The plaintiffs argue that prison officials must first show that a regulation is addressed to activities likely to pose a serious threat to prison order or security before a court should apply the deferential standard outlined in Turner v. Safley, 482 U.S. 78 (1987) (Turner). Absent such a showing, they contend that Procunier v. Martinez, 416 U.S. 396, 413 (1974), requires that prison regulations be narrowly tailored to further the substantial government interests in the security and order of the facility or the rehabilitation of the inmate. The plaintiffs’ argument misreads Procunier v. Martinez, supra, and ignores- the Supreme Court’s later explications of that decision. Turner, supra at 84-87. Thornburgh v. Abbott, 490 U.S. 401, 413-414 (1989). Procunier v. Martinez, supra at 408, addressed the issue of censorship of inmate correspondence with persons outside the prison, a practice which “implicates more than the right of prisoners.” It was in express recognition of the fact that “the First Amendment liberties of free citizens are implicated” that the Supreme Court applied a more stringent test. Id. at 409. Turner reiterated that the heightened scrutiny applied in Procunier v. Martinez, supra, was necessary to protect the rights of persons who were not prisoners, and explained the evolution of a less stringent standard in cases involving only the rights of prisoners themselves. Turner, supra at 85-89. Then, in Thornburgh v. Abbott, supra, the Supreme Court expressly limited the standard of Procunier v. Martinez, supra, to its precise facts, and rejected the suggestion that it “should, or need, be read as subjecting the decisions of prison officials to a strict ‘least restrictive means’ test.” Thornburgh v. Abbott, supra at 411, 413-414. Today, consistent with the United States Supreme Court, we apply the reasonableness standard outlined in Turner, not the heightened scrutiny described in Procunier v. Martinez, supra.

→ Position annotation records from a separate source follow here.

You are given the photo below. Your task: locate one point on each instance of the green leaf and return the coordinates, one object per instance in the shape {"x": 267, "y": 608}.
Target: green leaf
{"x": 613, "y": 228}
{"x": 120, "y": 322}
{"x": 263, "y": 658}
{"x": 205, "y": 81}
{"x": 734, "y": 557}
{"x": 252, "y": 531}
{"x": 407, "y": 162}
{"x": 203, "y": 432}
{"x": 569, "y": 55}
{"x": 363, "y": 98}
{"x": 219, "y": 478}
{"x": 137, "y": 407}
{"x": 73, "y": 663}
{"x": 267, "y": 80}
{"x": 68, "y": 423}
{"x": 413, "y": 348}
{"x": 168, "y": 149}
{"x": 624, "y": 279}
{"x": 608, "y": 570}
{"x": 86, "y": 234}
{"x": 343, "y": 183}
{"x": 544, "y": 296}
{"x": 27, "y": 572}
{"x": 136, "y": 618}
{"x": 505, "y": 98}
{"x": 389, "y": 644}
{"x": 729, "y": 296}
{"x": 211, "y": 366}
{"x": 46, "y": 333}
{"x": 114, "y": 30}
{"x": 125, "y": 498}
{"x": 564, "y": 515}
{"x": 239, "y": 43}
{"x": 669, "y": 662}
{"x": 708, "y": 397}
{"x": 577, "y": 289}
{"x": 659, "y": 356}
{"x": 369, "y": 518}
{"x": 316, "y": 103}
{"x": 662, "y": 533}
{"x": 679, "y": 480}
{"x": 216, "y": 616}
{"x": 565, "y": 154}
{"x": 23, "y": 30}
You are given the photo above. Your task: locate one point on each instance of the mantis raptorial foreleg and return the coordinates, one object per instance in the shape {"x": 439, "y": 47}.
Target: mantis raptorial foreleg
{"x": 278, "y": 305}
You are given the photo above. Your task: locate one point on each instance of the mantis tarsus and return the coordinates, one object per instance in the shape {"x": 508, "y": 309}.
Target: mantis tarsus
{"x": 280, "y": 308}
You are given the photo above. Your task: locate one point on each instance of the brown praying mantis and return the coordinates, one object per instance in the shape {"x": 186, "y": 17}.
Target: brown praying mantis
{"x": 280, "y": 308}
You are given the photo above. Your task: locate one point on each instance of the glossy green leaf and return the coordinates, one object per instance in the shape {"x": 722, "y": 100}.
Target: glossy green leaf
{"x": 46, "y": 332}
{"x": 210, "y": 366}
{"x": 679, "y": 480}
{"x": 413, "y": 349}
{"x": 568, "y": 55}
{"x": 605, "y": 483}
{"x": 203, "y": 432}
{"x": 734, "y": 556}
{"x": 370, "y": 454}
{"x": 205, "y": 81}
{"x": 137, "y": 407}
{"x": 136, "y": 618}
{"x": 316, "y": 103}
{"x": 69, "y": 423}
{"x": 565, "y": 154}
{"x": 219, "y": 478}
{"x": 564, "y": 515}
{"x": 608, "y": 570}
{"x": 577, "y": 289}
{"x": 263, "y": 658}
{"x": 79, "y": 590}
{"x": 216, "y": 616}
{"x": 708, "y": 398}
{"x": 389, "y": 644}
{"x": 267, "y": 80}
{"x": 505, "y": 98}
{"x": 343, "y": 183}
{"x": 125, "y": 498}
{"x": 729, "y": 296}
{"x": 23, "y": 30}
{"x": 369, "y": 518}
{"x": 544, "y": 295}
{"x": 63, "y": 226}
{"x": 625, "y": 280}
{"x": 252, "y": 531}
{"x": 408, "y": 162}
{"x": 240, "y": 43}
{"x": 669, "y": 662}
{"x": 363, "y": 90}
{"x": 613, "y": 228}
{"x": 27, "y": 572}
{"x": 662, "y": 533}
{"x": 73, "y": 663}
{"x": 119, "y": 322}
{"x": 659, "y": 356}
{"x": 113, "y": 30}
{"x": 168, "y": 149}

That the department has approved a limited number of inmate organizations does not diminish the security concerns at stake. The department has determined that there is a potential rehabilitative benefit to certain types of organizations, such as support groups for inmates who share specific problems (e.g., alcohol or drug addiction) or share a specific background (e.g., veterans of the war in Vietnam). The efforts involved in supervising such inmate groups, and the risks they can still pose despite such supervision, are worth undertaking because of the corresponding benefit to inmate rehabilitation. Where an organization does not offer such benefits, and indeed may be counterproductive to rehabilitation, we will not require the department to run additional security risks and expend additional efforts attempting to supervise such an organization. See Jones v. North Carolina Prisoners’ Labor Union, Inc., 433 U.S. 119, 133-136 (1977) (distinguishing between potentially adversary and divisive inmate labor organization and therapeutic or charitable inmate organizations “serving a rehabilitative purpose [and] working in harmony with the goals and desires of the prison administrators”).
Notwithstanding the seemingly neutral and lofty goals announced in MPAPAC’s statement of organization, Shea’s letter to a fellow inmate proudly observed that the formation of MPAPAC had “opened up a hornets nest” and “rightly so,” signing the letter below the phrase, “In the struggle.” The department is not bound to accept prisoners’ benign characterizations of MPA-PAC’s purpose or methods, nor is it required to trust MPAPAC’s subsequent promise — made only after the defendants had prevailed on their summary judgment motion — that it would limit its actual membership to only ten prisoners.